Donald Trump insisted that his White House transition to power is going on smoothly despite reports of chaos and disarray.

Chief Strategist
Bannon, 62, a former naval officer and Goldman Sachs banker, will have Trump’s ear as his chief strategist and senior counsellor. In Augus, he was appointed chief executive of the Trump campaign, and he was the mastermind of a stunt at the second presidential debate in which Trump held a press conference with three women who accused Bill Clinton of sexual assault.

Bannon also encouraged Trump to paint rival Hillary Clinton as part of a global conspiracy made up of the political, financial and media elite, a message that many felt carried anti-semitic overtones.

Problem with Bannon
Michael Keegan, president of the progressive pressure group People for the American Way, said: “By choosing Steve Bannon as chief strategist, Trump has made clear that he intends to carry the racism and anti-semitism of his campaign straight into the White House. The website Bannon ran is a home for the white nationalist right that elevates racist, xenophobic, anti-semitic tirades and conspiracy theories.”

Most notoriously, he is executive chairman of Breitbart News, an online linchpin of the so-called “alt-right” movement, associated with efforts to preserve “white identity”, defend “western values” and oppose multi-culturalism. Its headlines have included Would You Rather Your Child had Feminism or Cancer?, Birth Control Makes Women Unattractive and Crazy and There’s No Hiring Bias Against Women in Tech, They Just Suck at Interviews.

Family matters
One of the key men behind Donald Trump’s transition to power is a 35-year-old real estate mogul, businessman and publisher called Jared Kushner. He is also married to Trump’s influential daughter Ivanka, and is in line to be arguably the most powerful son-in-law to ever set foot in the White House. During the latter stages of the campaign it was Kushner who effectively functioned as Trump’s campaign manager. He drafted his speeches and ran the candidate’s digital media campaign.

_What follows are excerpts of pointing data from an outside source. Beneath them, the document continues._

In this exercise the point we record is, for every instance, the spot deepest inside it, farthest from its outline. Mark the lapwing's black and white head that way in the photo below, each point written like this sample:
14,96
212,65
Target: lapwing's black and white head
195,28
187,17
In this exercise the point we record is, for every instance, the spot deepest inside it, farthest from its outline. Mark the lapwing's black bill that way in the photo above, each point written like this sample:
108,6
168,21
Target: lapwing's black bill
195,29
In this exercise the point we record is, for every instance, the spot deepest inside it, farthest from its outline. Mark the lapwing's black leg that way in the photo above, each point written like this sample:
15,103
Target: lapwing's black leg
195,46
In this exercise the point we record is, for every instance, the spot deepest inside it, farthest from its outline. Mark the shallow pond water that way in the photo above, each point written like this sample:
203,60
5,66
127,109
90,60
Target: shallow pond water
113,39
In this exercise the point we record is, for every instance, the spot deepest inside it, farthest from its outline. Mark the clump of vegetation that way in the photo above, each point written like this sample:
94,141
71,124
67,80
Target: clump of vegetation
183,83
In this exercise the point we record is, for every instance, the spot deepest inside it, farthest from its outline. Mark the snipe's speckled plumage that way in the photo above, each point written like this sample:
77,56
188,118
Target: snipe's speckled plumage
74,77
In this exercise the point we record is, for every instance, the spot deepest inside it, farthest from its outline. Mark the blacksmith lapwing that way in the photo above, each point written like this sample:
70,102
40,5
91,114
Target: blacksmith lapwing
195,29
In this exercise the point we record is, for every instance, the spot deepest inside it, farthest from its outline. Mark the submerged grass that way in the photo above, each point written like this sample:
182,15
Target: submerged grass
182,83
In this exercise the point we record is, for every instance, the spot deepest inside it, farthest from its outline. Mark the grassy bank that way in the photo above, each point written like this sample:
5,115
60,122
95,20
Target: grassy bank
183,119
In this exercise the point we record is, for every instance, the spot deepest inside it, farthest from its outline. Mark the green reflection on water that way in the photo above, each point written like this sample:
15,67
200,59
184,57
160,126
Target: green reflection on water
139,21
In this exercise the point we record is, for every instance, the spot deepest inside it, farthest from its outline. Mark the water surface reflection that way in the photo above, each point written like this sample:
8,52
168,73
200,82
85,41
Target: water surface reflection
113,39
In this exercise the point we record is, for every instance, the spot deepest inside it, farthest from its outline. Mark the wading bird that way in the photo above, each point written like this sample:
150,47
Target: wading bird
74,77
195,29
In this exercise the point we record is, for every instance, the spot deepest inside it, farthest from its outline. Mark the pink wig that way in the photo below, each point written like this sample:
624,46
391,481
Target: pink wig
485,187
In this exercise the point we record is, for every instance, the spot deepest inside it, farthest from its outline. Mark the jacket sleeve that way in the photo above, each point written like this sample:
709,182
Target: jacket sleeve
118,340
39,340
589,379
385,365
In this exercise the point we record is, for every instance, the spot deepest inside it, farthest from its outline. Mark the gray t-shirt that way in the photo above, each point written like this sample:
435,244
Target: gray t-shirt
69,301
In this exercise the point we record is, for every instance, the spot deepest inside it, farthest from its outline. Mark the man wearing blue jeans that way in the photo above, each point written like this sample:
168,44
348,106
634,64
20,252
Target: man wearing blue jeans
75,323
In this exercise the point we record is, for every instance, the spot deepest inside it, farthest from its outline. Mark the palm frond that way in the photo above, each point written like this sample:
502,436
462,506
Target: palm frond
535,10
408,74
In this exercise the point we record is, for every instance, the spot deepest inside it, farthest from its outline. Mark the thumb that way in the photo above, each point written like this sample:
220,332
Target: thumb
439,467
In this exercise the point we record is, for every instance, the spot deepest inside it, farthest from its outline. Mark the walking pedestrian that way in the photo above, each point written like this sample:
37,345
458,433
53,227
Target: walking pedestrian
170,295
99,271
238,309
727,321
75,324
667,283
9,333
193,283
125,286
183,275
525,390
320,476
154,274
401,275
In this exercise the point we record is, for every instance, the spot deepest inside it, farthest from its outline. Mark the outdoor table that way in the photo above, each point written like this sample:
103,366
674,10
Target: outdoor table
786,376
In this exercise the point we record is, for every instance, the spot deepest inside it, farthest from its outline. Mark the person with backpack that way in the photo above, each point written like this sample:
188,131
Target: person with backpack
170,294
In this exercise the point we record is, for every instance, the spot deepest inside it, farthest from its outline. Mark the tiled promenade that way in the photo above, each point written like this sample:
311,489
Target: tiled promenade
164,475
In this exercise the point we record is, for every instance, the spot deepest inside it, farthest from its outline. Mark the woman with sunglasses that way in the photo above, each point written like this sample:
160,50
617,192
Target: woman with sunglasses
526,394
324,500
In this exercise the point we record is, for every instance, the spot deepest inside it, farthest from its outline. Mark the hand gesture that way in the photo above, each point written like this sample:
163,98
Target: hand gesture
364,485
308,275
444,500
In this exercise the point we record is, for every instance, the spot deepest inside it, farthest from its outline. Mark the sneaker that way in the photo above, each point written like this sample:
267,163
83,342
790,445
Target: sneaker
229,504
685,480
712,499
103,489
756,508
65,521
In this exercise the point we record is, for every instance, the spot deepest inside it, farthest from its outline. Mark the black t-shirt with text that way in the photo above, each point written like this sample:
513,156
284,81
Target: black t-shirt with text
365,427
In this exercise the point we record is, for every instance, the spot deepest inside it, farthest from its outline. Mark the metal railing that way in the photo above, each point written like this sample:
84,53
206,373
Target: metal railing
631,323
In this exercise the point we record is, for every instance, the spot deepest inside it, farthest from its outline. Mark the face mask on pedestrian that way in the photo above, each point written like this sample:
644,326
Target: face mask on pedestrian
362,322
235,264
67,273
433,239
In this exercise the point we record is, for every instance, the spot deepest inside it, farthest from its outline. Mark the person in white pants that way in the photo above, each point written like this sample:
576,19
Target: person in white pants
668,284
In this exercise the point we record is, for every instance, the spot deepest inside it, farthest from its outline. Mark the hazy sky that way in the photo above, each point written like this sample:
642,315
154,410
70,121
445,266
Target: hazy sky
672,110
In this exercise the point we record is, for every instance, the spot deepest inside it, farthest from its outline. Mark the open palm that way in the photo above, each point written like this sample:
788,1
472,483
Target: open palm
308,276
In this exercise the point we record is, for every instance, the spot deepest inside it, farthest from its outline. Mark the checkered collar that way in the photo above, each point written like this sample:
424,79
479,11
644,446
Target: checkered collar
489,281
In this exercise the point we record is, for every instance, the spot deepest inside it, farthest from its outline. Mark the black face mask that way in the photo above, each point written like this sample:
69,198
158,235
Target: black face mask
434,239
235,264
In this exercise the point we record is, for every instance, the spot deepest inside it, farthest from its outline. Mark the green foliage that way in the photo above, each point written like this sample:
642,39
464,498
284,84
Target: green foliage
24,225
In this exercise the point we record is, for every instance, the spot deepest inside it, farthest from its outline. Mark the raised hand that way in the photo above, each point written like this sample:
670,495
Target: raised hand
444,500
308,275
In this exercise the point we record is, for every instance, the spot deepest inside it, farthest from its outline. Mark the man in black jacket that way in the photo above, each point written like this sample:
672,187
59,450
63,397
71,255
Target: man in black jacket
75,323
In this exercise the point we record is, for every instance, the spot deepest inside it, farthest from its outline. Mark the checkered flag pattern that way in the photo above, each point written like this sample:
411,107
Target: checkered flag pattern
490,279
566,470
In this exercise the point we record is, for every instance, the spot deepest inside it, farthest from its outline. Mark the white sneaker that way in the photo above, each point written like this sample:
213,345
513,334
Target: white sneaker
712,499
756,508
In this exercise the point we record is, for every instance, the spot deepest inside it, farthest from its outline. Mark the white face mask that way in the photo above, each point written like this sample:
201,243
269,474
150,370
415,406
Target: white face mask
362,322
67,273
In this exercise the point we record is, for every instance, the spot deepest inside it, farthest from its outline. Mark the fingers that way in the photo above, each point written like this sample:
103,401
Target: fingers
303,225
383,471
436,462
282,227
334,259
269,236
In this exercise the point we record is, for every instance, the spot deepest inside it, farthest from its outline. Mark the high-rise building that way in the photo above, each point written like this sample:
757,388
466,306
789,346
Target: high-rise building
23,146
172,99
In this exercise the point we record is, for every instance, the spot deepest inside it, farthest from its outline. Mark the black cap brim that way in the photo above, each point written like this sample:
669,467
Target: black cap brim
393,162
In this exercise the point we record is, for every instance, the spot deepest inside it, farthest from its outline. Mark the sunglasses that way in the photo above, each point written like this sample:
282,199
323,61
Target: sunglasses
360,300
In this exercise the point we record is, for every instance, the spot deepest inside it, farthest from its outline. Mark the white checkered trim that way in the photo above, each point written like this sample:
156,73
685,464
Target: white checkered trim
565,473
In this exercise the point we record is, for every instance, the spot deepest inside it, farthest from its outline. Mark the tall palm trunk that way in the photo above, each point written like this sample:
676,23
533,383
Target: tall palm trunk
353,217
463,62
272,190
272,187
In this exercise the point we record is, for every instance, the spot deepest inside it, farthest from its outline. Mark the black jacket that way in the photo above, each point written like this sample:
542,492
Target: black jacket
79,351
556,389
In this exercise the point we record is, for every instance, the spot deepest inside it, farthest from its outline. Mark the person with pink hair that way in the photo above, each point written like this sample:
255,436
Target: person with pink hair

But eight days after Trump’s unexpected victory, Kushner is now at the centre of a messy and Shakespearean body-strewn transition process, variously described as infighting, a “Stalinist purge”, and a “knife fight”.

On Friday, New Jersey Governor Chris Christie was abruptly sacked as head of the transition team and replaced with Trump’s vice-president-elect, Mike Pence.

Good-looking, tall and patrician, Kushner studied at Harvard and New York universities. (According to Daniel Golden, author of The Price of Admissions: How America’s Ruling Class Buys Its Way into Elite Colleges, he was admitted to Harvard after his father donated $2.5m to the university.) At age 26, he was conducting his own mega-deals. In 2007, he bought an office building on Fifth Avenue for a record $1.8bn.

Kushner has one characteristic which sets him apart from Trump’s alt-right entourage: He’s Jewish. (Ivanka Trump converted to Judaism when they married in 2009; the couple have three children who they’re raising as Orthodox Jews.) Kushner has defended his father-in-law against persistent accusations of anti-semitism, including in a notable piece published by the New York Observer, which he owns.